Some of the decorated chairs brought into the cathedral by C of E schools.
More than 1,000 pupils celebrated everyday heroes by bringing their decorated chairs to Portsmouth Cathedral.
The Year 6 pupils from 29 different C of E schools in south-east Hampshire and the Isle of Wight came to one of three separate Leavers’ Services to mark the end of their time in primary school. And each school brought with them a chair decorated by pupils to be a seat for someone who is a hero in everyday life.
Among the chairs brought to the cathedral were those decorated in memory of ordinary soldiers who died in the First World War, those that celebrated people working in the caring professions, and those that reflected the Christian values of their school.
Before each service there was a morning of workshops that explored the theme of heroes in more detail. Children learnt how to signal using naval flags, reflecting the heroic deeds of Admiral Lord Nelson. They went on a trail around the cathedral which linked heroes of the past with those of the present. And they designed a coat of arms to represent the character traits of heroes.

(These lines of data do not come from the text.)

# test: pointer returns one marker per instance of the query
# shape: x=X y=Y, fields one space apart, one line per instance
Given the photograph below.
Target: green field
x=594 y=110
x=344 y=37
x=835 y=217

Ruby Philp, aged 11, from Newtown C of E Primary School in Gosport, said: “I enjoyed making our shield, with bright colours and symbols on it to represent our school. I didn’t know what to think about coming to the cathedral, but it has been a lot more fun than I thought it would be.”
And Louis Bingham, 11, from St Jude’s C of E Primary School in Portsmouth, said: “It has been really good. I’ve enjoyed it. The trail helped us to find out about everyday heroes, and it was good to do the signing with the flags.”
Pupils from St George’s C of E Primary School in Portsea try out naval flag signalling.
The Leavers Service itself included the chance for some children to dress up as everyday heroes, and to hear about the disciple Peter, an ordinary fisherman who Jesus used to launch his Church. The Bishop of Portsmouth, the Rt Rev Christopher Foster, spoke at one of the three services, with clergy colleagues leading the other two. Pupils from some schools were also invited to explain the thinking behind the decoration of their chairs.
Each school was presented with a special candle to light when prayers are said in school over the next year, and each child was given a wristband to remind them that they are all heroes in the eyes of God.
The children’s chairs will be left in the cathedral for two weeks to allow visitors to see the pupils’ creativity. The chairs will then be returned to the schools to be used over the next 12 months in lessons and acts of worship when everyday heroes are celebrated.
Similar services were also held in Winchester Cathedral. In all, 160 C of E schools across Hampshire, parts of Dorset and the Isle of Wight were invited to bring their chairs to one of the two cathedrals.